Hi,
Answering the first question;
What happens is that the client on the machine issuing the command
'copyfromlocal' first creates a new instance of DistributedFileSystem,
which makes an RPC call to the NameNode to create a new file in the
filesystem's namespace, the NN performs various checks, if passed it
creates a record for the file. Then the DistributedFileSystem returns
FSDataOutputStream for the client which handles the communication to the
datanodes.
The file is then split into packets (based on the block size) and
written to the data queue by DataStreamer, which asks the nn to allocate
new blocks and picking up a list of dn to store the replicas on. The
list of dn forms a pipeline with the number of replicas, the
DataStreamer streams the packet to the first datanode in the pipeline
which stores the packet and forward it to the second datanode in the
pipeline. The packet keeps forwarded until the replicas are written.

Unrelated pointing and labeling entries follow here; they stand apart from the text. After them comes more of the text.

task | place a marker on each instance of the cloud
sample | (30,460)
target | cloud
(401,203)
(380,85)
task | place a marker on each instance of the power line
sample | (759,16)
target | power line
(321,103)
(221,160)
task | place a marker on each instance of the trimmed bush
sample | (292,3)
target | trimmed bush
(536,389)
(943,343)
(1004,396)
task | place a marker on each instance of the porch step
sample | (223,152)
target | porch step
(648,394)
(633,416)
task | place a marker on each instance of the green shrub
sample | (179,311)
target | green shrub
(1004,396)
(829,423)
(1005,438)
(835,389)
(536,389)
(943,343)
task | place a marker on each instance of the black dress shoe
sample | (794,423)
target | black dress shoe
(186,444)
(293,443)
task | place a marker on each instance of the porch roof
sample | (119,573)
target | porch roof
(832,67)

When the client finish the stream it sends a confirmation to the NN.
Second question; split size is used during processing of a file, in
other words the split size is consumed by the mappers not during HDFS
operations. The block is the one consumed during the read and write
operations by HDFS client. IIRC the default size of a block in
Hadoop-2.6 is 256MB.
Third question; split is the logical representation of the data in a
block. Block is the physical representation of the data. As I said,
splits are consumed when processing the data, a mapper reads data from a
block through a split.
Consider the following content of a file:
000
111
222
333
444
555
666
777
888
999
aaa
bbb
ccc
ddd
eee
fff
The block representation of this file could look something like this
block-0
000
111
222
333
444
55
block-1
5
666
777
888
999
aa
block-2
a
bbb
ccc
ddd
eee
fff
If you notice, the blocks aren't aligned with the record, this happen
because the fact that each record in a file isn't like the other. Here
comes the splits to put the records all together before being processed
by a mapper.
Unlike traditional filesystems, HDFS will create files up to the size of
the HDFS block size; Note that there are 2 block size here, the
underlying filesystem block size and HDFS block size.
On 02/21/2015 01:59 AM, SP wrote:
Hello Every one,
I have couple of doubts can any one please point me in right direction.
1>What exactly happen when I want to copy 1TB file to Hadoop Cluster
using copyfromlocal command
1> what will be the split size? will it be same as the block size?
2> What is a block and split?
If we have 100 MB file and a block size of 64 MB, As we know it will
be divided into 2 blocks of 64 MB and 36 MB the second block still has
28 MB of space left what will happen to that free space?
will the cluster have unequal block size or will it be occupied by
other file?
3) let’s say a 64MB block is on node A and replicated among 2 other
nodes(B,C), and the input split size for the map-reduce program is
64MB, will this split just have location for node A? Or will it have
locations for all the three nodes A,b,C?
4) How is it handled if the Input Split size is greater or lesser than
block size?
can any one please help?
thanks
SP
--
Regards,
Ahmed Ossama